GuyGadeboisLeRetour napisał:eclectron napisał:ABC2019 napisał:oczywiście, że nie, nie ma związku, po prostu dla wszystkich, którzy wyjechali, zmiana klimatu i trybu życia nie była problemem, są nawet tacy, którzy wyjechali celowo!
Umknęło wam, że ludzkość żyje na odludziu natury, nawet rolniczej, i ta „przyroda” ma/będzie miała trudności z przystosowaniem się do zmian klimatu 10 razy (z pamięci) szybciej niż pod koniec ostatniego zlodowacenia.
W rezultacie ludzkość, która nie znajduje się nad ziemią, będzie miała trudności z przystosowaniem się. rolnictwo, woda
A potem prawdą jest, że zdecydowana większość „ludzkości” (coś, co ABC zna tylko z daleka i czego nie rozpoznaje, patrząc na swoje wykresy, równania i różne liczby) ma środki, aby zacząć od zera z bronią, dziećmi i bagażem, aby odbudować swoje życie w wybranym przez siebie miejscu…
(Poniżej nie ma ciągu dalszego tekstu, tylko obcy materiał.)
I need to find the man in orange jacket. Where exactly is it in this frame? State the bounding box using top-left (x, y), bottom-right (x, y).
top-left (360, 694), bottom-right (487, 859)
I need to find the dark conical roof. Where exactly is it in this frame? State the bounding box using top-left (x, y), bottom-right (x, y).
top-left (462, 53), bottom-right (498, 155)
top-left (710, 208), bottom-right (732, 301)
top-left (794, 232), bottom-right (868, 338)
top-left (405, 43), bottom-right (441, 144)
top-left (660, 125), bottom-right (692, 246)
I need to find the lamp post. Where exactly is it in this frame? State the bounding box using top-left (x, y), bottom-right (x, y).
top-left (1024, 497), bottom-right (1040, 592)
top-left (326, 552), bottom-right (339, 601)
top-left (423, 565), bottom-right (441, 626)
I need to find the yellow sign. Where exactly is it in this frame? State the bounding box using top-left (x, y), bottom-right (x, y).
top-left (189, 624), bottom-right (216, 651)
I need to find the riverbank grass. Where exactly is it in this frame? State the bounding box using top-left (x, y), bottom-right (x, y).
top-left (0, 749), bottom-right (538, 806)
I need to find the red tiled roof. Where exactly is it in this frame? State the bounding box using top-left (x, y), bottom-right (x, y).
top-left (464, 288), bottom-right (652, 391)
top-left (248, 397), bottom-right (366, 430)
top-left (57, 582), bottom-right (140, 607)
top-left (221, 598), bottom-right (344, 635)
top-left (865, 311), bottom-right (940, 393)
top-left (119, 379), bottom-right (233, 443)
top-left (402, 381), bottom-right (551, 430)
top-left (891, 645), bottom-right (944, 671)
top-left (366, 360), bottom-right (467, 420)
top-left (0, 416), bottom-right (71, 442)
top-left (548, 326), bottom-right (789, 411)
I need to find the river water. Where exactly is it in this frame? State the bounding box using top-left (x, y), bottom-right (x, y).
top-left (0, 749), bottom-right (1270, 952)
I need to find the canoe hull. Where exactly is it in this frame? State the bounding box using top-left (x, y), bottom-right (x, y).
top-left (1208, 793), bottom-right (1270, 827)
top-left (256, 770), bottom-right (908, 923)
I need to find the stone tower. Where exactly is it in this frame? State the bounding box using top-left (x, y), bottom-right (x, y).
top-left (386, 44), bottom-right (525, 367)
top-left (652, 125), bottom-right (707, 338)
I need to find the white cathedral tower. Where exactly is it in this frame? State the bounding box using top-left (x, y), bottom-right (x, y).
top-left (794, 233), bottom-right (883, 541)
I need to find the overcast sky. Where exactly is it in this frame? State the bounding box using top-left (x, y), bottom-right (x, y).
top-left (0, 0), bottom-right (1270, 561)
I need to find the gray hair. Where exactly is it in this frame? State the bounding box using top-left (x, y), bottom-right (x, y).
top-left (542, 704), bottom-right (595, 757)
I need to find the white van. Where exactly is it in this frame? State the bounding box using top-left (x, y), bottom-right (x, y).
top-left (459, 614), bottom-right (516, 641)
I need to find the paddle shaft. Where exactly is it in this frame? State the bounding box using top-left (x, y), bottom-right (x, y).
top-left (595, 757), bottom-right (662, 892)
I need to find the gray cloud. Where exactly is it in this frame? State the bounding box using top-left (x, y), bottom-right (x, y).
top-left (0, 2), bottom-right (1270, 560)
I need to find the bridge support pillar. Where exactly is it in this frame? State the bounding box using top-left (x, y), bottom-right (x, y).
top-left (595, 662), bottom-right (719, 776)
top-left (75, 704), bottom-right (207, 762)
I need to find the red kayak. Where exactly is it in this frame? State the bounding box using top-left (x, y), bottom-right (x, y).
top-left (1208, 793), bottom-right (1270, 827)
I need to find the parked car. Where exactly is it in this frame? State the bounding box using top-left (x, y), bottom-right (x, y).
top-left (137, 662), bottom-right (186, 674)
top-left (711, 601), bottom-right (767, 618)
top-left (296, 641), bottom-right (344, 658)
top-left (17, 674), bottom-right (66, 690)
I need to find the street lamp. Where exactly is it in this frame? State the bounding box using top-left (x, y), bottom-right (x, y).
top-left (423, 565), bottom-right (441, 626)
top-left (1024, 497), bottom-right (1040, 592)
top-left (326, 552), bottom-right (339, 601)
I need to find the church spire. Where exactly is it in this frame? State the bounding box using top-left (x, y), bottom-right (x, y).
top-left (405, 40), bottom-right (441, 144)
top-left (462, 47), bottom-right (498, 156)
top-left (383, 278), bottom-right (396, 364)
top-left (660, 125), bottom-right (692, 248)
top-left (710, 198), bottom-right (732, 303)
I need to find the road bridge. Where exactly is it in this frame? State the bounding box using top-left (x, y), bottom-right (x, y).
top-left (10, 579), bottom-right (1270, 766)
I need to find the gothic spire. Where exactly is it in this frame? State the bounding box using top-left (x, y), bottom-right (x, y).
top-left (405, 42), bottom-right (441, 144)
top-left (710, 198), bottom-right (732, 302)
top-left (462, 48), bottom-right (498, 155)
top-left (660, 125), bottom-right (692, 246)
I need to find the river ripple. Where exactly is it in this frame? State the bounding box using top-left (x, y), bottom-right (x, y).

Co gorsza, uchodźcy klimatyczni nie istnieją.(Źródło: ABC)już nie, bo termin „uchodźcy” jest terminem prawnym podlegającym ścisłym ograniczeniom i obecnie nie zdefiniowano żadnego statusu „uchodźcy klimatycznego”, więc nie istnieją.
istnieje tym mniej, że nigdzie nie znajdziesz „oficjalnej” liczby uchodźców klimatycznych, bo nikt nie jest w stanie powiedzieć, czy ktoś opuszcza swój kraj ze względu na klimat. Są ludzie, którzy przemieszczają się podczas klęsk żywiołowych, takich jak powodzie czy susze, ale to zawsze istniało i generalnie nie oddalają się zbyt daleko i wracają do domu tak szybko, jak tylko mogą.